Let $f$ be a (Riemann) integrable function such that $\displaystyle \int_a^x f\,dx=0$ for all $x\in [a,b]$.
Prove that $\displaystyle \int_a^b fg\,dx=0$ for any integrable $g$.

The question will be easy if we assume that $f$ is continuous, since the given condition will imply $f=0$ everywhere.
However, when $f$ is only required to be integrable, it can be some strange function, like the popcorn function. In this case, I have no idea how to start with, and I can only hope that the given condition will imply $\displaystyle \int_a^b f^2\,dx = 0$.
Then we can use the Cauchy inequality $$\left(\int_a^b fg \,dx\right)^2\leq \left(\int_a^b f^2 \,dx \right) \left( \int_a^b g^2 \,dx\right)=0$$

Answer 1

If $g$ is integrable in the Riemannian sense, then $g$ is bounded. Say $$ m \leq g(x) \leq M $$ for all $x \in [a,b]$. Then by monotonicity of the integral we have that

$$ m \int_a^b f(x) dx \leq \int_{a}^b f(x) g(x) dx \leq M \int_{a}^{b} f(x) dx. $$

Yet $$ \int_a^b f(x) dx = 0 $$ therefore $$ 0 \leq \int_a^b f(x) g(x) dx \leq 0. $$

As was pointed out in the comment below, this works for $f \geq 0$. To fix this write observe that $$ \int_a^b f(x) dx = 0 \Rightarrow \int_a^b f^2(x) dx = 0. $$ A proof of this fact is done below. Then run the above argument with $f^2(x)$ instead of just $f$.

Answer 2

Let $F(x) =\int_{a} ^{x} f(t) \, dt$ so that $F(x) =0$ on whole of $[a, b] $. Next we observe that if $[c, d] $ is a sub-interval of $[a, b] $ then $f$ is continuous at some point $\xi\in[c, d] $ and thus $f(\xi) =F'(\xi) =0$ via Fundamental Theorem of Calculus.
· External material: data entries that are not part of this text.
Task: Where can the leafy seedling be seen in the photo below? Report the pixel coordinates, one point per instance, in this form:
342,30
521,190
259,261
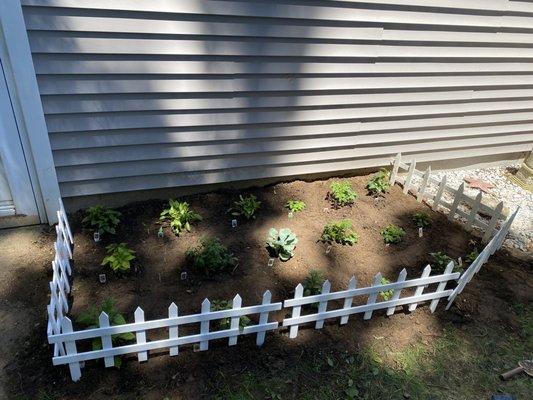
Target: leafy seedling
392,234
339,232
102,220
281,244
180,216
246,207
119,257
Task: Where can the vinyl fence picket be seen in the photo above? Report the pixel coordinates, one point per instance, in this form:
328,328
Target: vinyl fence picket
349,300
140,335
322,306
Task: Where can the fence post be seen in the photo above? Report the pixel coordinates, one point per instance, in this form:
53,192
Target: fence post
263,318
74,367
397,292
107,342
348,301
373,296
442,286
298,292
420,289
140,335
237,302
204,325
173,330
323,305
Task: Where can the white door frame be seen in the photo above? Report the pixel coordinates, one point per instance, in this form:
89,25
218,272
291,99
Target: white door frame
21,86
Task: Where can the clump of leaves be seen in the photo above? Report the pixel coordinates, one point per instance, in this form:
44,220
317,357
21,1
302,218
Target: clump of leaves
386,294
101,219
342,193
295,205
440,260
225,323
211,257
392,234
422,220
379,183
339,232
282,244
246,207
90,319
118,257
180,216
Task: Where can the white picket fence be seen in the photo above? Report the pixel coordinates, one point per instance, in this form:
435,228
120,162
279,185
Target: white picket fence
433,191
64,338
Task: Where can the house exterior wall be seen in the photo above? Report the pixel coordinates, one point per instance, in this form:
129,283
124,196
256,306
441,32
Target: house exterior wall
157,94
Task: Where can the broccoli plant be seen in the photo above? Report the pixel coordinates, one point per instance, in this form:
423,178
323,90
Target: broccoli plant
282,243
225,323
246,207
379,183
118,257
392,234
180,216
101,219
339,232
422,220
211,257
90,319
341,193
295,205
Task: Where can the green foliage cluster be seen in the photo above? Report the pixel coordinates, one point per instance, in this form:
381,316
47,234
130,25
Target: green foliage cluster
342,193
422,220
211,257
180,216
392,234
119,257
339,232
225,323
282,243
90,319
101,219
246,207
295,205
379,183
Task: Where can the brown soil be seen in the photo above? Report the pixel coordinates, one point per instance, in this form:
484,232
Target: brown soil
155,283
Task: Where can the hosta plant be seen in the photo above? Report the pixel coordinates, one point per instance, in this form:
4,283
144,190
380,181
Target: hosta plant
211,257
339,232
282,243
392,234
379,183
246,207
341,193
119,257
101,219
180,216
90,319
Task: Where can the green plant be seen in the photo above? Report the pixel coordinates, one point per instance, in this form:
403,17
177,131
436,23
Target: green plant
211,257
90,319
342,193
295,205
282,243
225,323
180,216
386,294
339,232
245,207
422,220
102,219
379,183
119,257
392,234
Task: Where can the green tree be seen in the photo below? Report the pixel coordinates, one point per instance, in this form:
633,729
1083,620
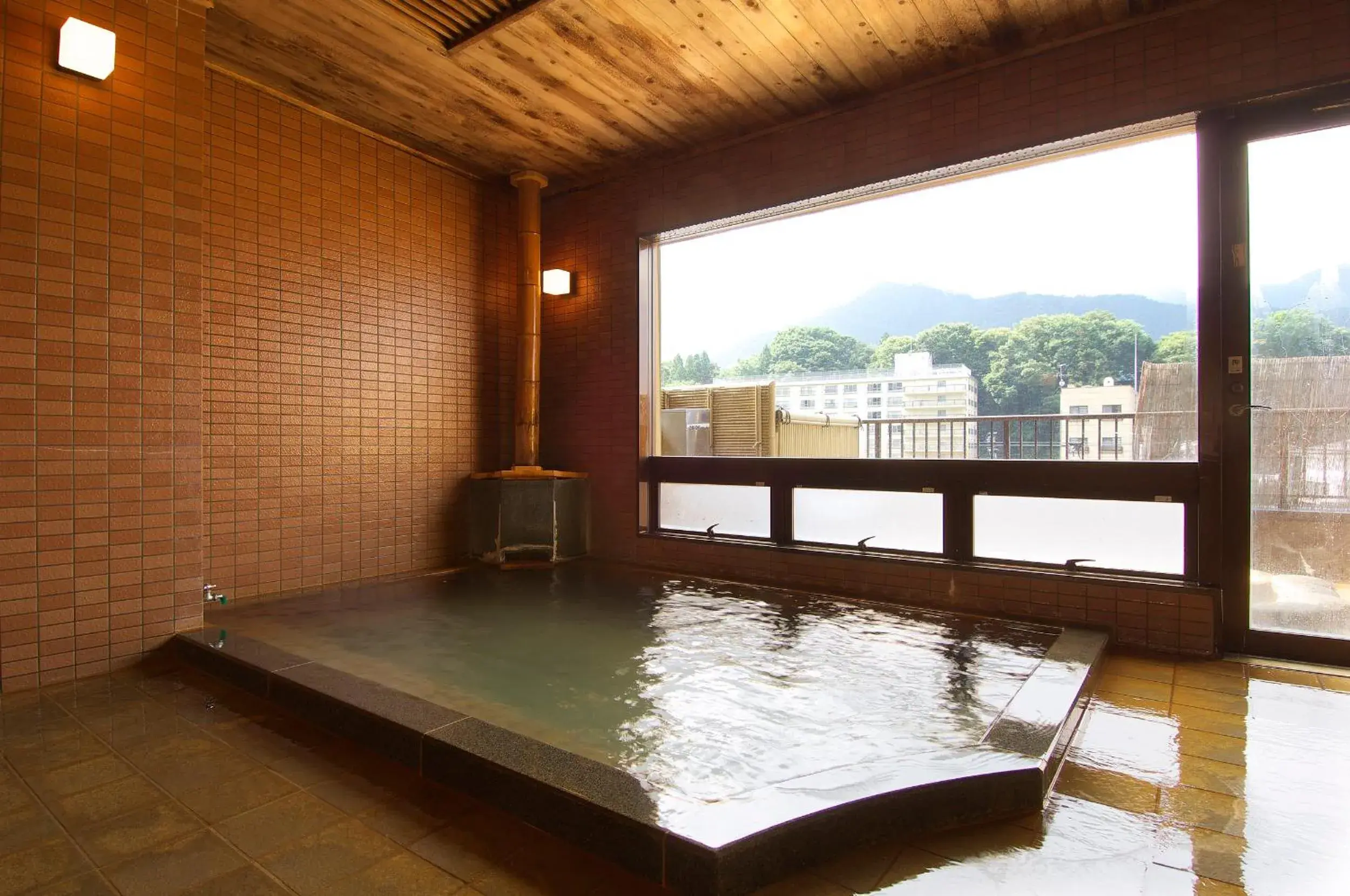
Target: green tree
1298,332
800,350
1175,349
696,370
1025,370
892,346
956,344
754,366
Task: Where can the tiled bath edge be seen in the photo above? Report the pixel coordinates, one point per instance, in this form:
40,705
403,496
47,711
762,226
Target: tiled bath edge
588,803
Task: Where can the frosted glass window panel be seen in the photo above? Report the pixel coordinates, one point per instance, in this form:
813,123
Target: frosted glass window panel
736,511
894,520
1114,535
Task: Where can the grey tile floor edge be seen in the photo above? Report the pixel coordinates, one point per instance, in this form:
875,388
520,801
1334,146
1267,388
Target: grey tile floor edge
603,810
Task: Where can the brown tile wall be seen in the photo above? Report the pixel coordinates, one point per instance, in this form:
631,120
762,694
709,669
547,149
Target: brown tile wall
100,339
1210,56
354,301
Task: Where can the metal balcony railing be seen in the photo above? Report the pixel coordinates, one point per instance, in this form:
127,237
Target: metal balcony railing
1014,438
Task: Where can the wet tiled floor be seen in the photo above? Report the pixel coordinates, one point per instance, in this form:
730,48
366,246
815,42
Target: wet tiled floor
1213,779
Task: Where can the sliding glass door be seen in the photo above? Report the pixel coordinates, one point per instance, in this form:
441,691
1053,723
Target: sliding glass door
1297,419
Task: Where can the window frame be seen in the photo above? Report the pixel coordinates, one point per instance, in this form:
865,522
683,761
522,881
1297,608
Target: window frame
1190,482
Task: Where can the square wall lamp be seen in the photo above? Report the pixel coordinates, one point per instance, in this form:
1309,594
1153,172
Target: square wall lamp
558,282
87,49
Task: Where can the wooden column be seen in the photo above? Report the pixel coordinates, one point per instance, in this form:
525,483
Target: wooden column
528,184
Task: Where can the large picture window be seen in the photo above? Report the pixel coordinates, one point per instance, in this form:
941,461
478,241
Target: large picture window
1040,309
1043,311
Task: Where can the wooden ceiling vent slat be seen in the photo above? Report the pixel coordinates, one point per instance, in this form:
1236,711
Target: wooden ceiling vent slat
455,21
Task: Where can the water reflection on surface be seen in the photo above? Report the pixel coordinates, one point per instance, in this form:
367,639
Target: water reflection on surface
700,690
1198,779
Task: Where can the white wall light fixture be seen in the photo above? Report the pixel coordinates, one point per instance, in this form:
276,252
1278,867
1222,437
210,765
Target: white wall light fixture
558,282
87,49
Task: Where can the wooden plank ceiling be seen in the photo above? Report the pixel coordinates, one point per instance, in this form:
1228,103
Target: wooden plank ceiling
571,87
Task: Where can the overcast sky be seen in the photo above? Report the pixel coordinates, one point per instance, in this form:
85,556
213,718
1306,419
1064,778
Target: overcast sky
1119,220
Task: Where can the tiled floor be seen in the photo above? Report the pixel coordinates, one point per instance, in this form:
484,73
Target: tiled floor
1192,778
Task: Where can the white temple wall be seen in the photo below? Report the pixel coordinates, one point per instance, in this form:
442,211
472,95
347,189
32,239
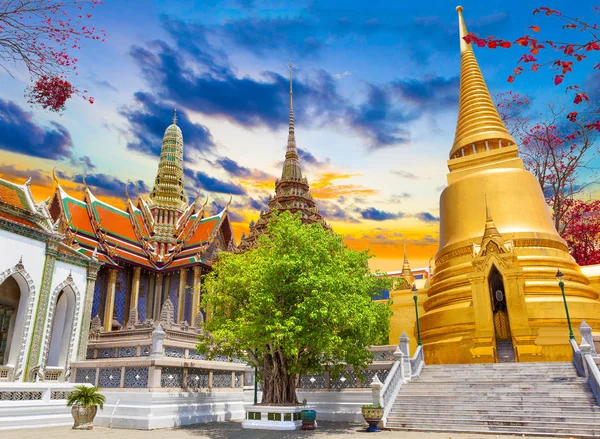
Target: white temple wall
32,253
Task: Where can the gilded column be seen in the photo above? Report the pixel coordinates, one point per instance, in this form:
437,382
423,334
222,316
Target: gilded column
157,295
135,292
40,319
109,309
92,274
196,295
181,297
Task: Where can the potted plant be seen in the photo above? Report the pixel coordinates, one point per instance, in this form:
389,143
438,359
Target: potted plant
373,415
84,402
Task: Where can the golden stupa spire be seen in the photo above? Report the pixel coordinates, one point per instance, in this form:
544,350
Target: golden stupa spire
406,271
291,166
490,227
479,127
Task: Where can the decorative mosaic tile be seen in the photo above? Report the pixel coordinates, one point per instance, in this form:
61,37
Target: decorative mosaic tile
173,290
346,380
121,296
189,296
136,377
197,378
106,353
174,352
129,351
314,381
98,288
171,377
110,377
143,296
194,355
87,375
221,378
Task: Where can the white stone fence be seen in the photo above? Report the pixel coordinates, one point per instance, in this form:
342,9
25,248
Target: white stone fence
585,357
404,369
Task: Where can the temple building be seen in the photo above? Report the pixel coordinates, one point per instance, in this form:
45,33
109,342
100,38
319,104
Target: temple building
153,253
493,294
292,192
46,290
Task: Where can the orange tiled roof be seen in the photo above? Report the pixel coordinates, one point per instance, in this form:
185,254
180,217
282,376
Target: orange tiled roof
14,195
16,219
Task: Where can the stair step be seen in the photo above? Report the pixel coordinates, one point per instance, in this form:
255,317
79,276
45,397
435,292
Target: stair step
467,429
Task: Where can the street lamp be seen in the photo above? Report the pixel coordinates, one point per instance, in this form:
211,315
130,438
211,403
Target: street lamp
561,284
415,297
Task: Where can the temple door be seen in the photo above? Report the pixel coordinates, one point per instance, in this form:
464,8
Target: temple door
504,345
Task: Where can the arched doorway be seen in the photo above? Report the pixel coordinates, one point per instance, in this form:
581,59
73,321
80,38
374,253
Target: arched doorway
504,346
62,327
10,295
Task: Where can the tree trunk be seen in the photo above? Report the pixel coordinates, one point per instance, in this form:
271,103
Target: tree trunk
278,386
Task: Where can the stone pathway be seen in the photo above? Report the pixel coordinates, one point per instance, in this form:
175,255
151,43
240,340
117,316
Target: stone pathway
233,430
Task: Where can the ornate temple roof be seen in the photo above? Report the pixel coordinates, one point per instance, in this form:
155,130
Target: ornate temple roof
292,192
158,232
479,126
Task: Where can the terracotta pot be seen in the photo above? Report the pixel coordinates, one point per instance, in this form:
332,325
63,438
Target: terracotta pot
83,417
373,416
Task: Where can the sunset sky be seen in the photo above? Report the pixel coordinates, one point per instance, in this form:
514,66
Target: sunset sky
375,94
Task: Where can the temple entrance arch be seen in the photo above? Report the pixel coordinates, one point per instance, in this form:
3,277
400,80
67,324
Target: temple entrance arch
62,328
502,335
10,295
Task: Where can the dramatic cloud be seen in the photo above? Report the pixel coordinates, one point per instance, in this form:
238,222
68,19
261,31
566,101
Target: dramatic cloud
201,180
148,120
21,134
38,177
379,215
405,174
107,185
431,93
378,119
426,217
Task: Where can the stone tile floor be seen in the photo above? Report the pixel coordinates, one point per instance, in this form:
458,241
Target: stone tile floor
233,430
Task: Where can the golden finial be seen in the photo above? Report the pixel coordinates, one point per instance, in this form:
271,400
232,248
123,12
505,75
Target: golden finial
464,46
479,127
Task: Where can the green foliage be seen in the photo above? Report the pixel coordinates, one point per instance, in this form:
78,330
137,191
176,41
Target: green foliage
302,294
87,397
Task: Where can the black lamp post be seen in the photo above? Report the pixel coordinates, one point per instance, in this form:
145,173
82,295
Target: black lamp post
415,297
255,386
560,277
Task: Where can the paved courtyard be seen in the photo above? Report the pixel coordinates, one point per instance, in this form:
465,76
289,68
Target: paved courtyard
233,430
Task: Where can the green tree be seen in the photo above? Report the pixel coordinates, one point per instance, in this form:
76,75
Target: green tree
298,303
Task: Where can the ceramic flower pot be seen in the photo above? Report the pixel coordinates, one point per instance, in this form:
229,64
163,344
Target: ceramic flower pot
83,417
373,416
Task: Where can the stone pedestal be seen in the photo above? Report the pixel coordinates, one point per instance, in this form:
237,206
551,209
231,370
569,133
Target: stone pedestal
264,417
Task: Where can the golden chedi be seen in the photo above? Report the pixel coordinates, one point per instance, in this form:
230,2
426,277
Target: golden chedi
493,295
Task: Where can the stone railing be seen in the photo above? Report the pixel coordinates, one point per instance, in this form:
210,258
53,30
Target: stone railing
584,359
404,369
383,358
35,392
155,366
6,373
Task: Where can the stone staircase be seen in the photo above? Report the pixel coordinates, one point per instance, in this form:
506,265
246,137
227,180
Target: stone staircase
538,399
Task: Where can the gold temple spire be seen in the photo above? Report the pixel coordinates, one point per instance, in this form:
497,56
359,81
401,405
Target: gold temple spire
291,166
479,127
406,271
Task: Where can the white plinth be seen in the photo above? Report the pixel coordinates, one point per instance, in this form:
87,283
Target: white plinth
265,417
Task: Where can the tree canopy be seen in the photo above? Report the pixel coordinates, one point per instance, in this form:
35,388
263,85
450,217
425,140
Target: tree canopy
299,302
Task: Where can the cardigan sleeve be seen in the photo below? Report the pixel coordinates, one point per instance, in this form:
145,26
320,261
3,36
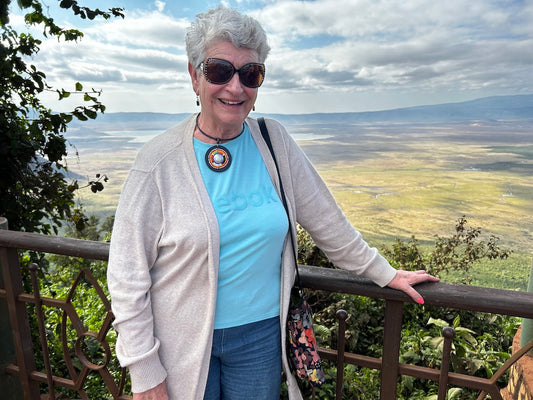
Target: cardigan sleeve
133,250
317,212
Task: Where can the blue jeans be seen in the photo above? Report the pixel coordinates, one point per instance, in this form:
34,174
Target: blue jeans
246,362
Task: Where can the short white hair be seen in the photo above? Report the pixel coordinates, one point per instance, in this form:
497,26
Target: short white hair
224,24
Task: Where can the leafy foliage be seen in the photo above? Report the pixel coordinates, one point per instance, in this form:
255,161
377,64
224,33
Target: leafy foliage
458,252
477,350
34,192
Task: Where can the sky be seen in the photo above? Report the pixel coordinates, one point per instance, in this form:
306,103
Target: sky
326,55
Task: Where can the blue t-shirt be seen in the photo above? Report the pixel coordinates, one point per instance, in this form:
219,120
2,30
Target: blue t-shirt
253,224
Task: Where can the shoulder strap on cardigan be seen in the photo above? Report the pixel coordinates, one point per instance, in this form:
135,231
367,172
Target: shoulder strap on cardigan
266,137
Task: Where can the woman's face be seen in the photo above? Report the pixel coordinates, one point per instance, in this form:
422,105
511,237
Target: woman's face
224,107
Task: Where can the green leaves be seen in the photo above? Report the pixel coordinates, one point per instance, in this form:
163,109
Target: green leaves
34,192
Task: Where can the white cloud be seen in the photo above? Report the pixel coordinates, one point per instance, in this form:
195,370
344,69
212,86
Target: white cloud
333,52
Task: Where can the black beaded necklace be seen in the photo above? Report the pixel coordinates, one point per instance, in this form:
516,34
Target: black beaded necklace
217,157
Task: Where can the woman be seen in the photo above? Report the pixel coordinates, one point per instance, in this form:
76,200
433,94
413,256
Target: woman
200,268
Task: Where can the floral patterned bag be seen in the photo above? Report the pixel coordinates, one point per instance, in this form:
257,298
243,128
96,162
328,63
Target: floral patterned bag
302,344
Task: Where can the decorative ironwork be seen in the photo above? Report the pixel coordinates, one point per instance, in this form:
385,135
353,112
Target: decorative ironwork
77,339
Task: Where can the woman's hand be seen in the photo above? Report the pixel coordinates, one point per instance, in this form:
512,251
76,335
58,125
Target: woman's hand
405,280
157,393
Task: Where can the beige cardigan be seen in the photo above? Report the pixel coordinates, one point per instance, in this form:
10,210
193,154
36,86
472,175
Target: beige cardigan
163,262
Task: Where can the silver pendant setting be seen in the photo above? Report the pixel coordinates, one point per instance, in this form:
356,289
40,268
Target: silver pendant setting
218,158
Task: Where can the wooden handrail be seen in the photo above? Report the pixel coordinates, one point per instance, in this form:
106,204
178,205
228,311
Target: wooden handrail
440,294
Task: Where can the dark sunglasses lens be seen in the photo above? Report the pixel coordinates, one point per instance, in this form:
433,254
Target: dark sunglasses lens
218,71
252,75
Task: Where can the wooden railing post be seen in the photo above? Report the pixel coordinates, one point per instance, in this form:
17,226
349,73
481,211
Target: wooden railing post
20,327
527,323
392,334
9,385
Next let us assume that $\int_{a} ^{b} f(x) g(x)\, dx>0$ (the case of $<0$ can be handled by replacing $g$ with $-g$). Then there is sub-interval $[c, d] $ of $[a, b] $ of positive length on which $f(x) g(x) >0$. But this contradicts the fact that $f$ vanishes somewhere on this sub-interval. The contradiction proves the desired result.